Revolution Church founded Revolution Food Pantry roughly 14 years ago. The pantry later broke off into its own entity several years ago to become a registered nonprofit so it could pursue grants and other funding, according to pantry and church officials.
Officials said the developments involving the pantry’s use of the church started last June when church leaders asked the pantry to begin paying 10 percent of its revenue as rent in order to help offset the utilities and other expenses incurred by the pantry’s operations.
Pastor Clif McKinley said that request was made because the nondenominational church suffered significant drops in church patronage, and therefore its primary income, in 2018.
“On the business side of it, we literally just do not have a choice,” said McKinley.
After the pantry paid rent as part of a six-month lease, both sides say negotiations failed in December after new proposed agreements called for higher rent or reduced pantry operations and other changes.
Eaton said the pantry can’t afford to pay more because its revenue is driven by donations and therefore not guaranteed.
She said they also can’t afford to cut down their operations — they’re open on Mondays from 9:30 to 11:30 a.m. and Thursdays from 4:30 to 6:30 p.m. — because the demand for assistance has sharply increased from 363 families in 2016 to 603 in 2017 and 802 in 2018.
Part of that is attributed the rise in homelessness throughout the region. Eaton said Revolution Food Pantry doesn’t require individuals to prove their residency to obtain food, unlike other pantries and meal providers. She said that has led to more referrals to the pantry, in addition to bringing in more donations from entities that assist local homeless populations.
On the church’s side, McKinley said they determined they could no longer afford to cover the majority of the pantry’s bills because the church had to make some painful cuts in order to end 2018 “barely in the black.”
Those cuts included slashing McKinley’s salary by 80 percent, according to the pastor.
“We’ve literally cut everywhere we can cut,” he said. “We don’t have a whole lot of options.”
McKinley said it’s put the church in a challenging position because he said everyone there fully believes in the nonjudgmental, multifaceted assistance the pantry provides on top of providing a selection of fresh and healthy food.
“They give a great service to the community,” he said. “They treat people with dignity and respect, and they give generously.”
Like McKinley, Eaton said she doesn’t wish to paint the other side in a bad light. Instead, her focus now is finding a new location because both sides say it’s clear they won’t be able to come to terms.
Eaton said she’s been in conversation with a few organizations, included the Integrated Delivery Network. She said any potential partnerships were too preliminary to disclose.
“We will bloom wherever we’re planted,” said Eaton. “Hopefully, we can get a space where we can stay permanently, but I imagine we’ll probably get a temporary space to carry us through the winter.”
Eaton would love to use the opportunity to find a space in which they could open an additional day a week.

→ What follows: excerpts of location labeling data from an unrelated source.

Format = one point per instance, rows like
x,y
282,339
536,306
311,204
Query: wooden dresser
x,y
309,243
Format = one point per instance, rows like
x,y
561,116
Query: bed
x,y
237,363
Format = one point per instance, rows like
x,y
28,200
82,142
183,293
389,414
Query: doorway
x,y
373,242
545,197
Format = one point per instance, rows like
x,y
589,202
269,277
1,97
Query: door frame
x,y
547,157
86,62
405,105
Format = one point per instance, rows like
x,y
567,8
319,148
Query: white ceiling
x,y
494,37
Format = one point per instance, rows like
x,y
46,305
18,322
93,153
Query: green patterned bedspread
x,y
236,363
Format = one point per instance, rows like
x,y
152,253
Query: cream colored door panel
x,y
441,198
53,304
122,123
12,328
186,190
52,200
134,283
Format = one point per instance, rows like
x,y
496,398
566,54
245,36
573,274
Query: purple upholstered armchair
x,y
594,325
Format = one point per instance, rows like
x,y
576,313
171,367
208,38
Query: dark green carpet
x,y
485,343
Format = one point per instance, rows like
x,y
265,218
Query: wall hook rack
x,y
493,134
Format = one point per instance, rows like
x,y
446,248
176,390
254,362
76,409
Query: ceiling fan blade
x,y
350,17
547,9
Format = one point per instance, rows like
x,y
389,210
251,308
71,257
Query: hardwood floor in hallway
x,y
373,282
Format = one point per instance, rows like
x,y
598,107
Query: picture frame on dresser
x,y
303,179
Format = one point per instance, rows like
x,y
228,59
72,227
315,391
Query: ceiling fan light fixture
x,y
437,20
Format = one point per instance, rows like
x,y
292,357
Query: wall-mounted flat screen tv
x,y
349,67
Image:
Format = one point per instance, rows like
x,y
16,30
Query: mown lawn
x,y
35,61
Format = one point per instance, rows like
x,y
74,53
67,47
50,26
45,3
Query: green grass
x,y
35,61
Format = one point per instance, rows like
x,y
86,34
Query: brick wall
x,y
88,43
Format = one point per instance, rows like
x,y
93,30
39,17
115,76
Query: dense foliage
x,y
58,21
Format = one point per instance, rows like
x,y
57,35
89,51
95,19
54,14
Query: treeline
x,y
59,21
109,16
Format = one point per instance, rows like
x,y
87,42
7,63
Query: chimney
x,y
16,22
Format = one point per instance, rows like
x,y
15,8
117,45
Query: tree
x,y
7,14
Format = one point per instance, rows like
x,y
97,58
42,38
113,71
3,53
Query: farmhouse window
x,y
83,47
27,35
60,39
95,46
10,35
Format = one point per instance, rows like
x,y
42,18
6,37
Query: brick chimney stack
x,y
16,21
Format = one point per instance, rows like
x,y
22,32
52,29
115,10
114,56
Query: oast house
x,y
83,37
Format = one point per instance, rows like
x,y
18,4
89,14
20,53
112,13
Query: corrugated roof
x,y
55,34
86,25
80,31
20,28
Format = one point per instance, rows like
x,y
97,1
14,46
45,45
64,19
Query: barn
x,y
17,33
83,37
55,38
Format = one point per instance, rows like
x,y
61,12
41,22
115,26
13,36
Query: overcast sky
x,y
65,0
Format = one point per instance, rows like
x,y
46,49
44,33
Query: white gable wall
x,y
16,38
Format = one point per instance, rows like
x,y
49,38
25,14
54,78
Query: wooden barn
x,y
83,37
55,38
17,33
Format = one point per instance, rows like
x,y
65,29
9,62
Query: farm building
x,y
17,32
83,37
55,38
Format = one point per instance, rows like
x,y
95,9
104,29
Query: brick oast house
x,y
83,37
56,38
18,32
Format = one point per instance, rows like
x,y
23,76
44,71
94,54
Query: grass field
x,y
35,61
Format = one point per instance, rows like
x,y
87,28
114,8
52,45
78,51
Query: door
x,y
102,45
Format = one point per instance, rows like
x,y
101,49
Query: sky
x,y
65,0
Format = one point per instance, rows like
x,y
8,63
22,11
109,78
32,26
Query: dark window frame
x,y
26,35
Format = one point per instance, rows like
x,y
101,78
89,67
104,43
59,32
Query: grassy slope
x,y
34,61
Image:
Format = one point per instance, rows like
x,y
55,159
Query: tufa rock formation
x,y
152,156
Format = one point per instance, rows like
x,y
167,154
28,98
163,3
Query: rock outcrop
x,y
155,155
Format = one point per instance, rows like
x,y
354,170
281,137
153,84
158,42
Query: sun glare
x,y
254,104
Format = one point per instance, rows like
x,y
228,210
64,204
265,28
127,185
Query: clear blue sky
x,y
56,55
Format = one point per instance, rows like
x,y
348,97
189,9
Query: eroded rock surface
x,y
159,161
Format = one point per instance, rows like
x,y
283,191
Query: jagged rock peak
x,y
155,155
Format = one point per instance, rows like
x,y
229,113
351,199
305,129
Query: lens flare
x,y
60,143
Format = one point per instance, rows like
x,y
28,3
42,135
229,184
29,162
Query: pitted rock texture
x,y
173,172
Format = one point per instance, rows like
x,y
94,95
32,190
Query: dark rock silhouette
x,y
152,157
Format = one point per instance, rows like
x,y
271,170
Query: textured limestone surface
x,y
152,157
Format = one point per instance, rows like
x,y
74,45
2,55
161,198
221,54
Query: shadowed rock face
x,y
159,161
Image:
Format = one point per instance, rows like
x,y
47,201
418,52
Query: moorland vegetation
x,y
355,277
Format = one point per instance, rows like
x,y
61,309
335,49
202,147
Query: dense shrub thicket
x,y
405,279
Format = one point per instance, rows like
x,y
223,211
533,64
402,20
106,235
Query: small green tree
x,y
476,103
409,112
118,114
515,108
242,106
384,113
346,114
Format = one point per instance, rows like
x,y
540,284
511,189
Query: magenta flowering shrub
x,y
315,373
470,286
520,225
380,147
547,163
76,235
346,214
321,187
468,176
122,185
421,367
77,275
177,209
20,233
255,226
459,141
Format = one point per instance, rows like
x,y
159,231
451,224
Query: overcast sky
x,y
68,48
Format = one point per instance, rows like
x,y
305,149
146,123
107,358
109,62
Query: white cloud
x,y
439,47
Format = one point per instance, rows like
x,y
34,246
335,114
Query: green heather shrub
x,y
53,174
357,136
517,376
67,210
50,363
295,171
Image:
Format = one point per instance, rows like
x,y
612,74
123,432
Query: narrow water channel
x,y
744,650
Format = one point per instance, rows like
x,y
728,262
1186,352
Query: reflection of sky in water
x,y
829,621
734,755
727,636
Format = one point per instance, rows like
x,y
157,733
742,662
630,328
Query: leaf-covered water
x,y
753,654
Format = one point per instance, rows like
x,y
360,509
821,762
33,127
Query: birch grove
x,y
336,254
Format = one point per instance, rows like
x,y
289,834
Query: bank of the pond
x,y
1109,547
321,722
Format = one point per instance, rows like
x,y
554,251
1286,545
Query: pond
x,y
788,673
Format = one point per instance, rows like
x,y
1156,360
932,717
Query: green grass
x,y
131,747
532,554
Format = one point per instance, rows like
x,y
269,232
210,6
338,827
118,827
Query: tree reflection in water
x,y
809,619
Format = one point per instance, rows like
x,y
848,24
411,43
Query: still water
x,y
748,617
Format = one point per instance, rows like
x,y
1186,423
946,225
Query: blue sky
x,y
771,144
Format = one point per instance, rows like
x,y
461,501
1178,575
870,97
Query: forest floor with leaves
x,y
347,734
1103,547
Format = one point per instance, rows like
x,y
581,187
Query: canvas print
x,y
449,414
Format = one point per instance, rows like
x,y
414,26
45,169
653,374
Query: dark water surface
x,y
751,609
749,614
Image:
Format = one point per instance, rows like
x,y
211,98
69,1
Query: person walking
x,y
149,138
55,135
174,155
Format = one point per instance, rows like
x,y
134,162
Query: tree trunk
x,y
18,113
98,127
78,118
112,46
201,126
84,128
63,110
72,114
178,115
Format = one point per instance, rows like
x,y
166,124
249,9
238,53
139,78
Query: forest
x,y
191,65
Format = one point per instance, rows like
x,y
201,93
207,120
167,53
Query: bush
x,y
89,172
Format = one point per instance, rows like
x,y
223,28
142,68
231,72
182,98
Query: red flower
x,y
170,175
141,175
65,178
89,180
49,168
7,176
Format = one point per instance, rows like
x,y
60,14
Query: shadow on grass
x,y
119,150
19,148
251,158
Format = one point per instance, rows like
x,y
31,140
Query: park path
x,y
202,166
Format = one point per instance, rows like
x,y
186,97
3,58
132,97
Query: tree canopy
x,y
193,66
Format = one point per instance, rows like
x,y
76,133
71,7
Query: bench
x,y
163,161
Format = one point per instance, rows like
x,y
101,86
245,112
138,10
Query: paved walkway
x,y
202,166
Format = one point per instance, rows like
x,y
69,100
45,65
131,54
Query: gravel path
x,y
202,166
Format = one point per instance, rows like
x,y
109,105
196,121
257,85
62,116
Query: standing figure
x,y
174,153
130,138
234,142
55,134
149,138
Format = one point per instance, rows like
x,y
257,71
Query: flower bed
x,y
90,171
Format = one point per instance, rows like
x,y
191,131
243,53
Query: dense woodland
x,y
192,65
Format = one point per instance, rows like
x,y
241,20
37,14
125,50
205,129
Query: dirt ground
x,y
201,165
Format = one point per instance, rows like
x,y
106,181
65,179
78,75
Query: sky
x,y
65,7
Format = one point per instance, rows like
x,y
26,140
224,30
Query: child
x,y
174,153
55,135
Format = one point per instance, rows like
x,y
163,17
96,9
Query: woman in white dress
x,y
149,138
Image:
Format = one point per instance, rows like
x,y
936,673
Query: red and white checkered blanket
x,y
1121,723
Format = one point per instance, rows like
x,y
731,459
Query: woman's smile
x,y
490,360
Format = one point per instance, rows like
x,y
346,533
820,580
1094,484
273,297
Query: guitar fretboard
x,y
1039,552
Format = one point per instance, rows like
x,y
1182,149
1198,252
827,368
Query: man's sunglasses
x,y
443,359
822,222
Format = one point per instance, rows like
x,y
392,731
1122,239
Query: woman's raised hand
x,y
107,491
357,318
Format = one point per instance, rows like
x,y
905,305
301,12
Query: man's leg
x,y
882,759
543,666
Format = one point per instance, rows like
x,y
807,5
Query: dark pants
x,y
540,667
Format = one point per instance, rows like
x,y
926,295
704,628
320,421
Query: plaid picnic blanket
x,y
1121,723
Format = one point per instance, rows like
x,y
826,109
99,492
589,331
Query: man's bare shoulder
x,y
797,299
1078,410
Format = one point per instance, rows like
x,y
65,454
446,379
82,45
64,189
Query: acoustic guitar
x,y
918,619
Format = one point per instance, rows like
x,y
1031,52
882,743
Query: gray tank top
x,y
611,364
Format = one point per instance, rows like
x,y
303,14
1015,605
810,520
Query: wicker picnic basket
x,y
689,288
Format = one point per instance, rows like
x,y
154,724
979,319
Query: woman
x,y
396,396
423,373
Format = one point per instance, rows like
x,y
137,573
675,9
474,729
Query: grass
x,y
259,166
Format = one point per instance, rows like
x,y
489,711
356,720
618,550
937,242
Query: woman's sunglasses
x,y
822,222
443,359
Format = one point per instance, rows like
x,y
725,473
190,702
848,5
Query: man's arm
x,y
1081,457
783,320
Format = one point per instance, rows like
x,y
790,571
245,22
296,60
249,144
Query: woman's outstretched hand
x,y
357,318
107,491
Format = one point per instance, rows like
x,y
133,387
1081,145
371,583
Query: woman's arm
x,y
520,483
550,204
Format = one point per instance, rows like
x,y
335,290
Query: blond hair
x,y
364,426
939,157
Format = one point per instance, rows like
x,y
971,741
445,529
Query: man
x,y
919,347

She said they'd also love to start serving breakfast on Monday mornings because the area’s soup kitchens don’t serve breakfast.
Eaton, her husband and members of the pantry's volunteer board have been busy packing the pantry's food, winter clothing and various operational items over the past week.
Sheila Grandmaison, one of the pantry's board members who helped pack Wednesday after getting the pantry ready for its Thursday operations, said it has been a difficult process.
"Sometimes I feel pretty down and out," said Grandmaison, who used to receive assistance at the pantry. "This is the only place some people have to come."
When asked whether the church's financial struggles could mean it is in danger of closing, McKinley said, "We'll hang on and keep doing what we're doing as long as people show up and we can afford to keep the lights on."
When asked if the church was reaching out to the public for help or new members, McKinley said it's the church's responsibility to take care of its operations and to provide for the community, not for the general, non-patron public to provide for the church.
"It would be silly to go to the community to fund us," he said, outlining the church's goal as spreading the gospel and providing spiritual guidance to area residents.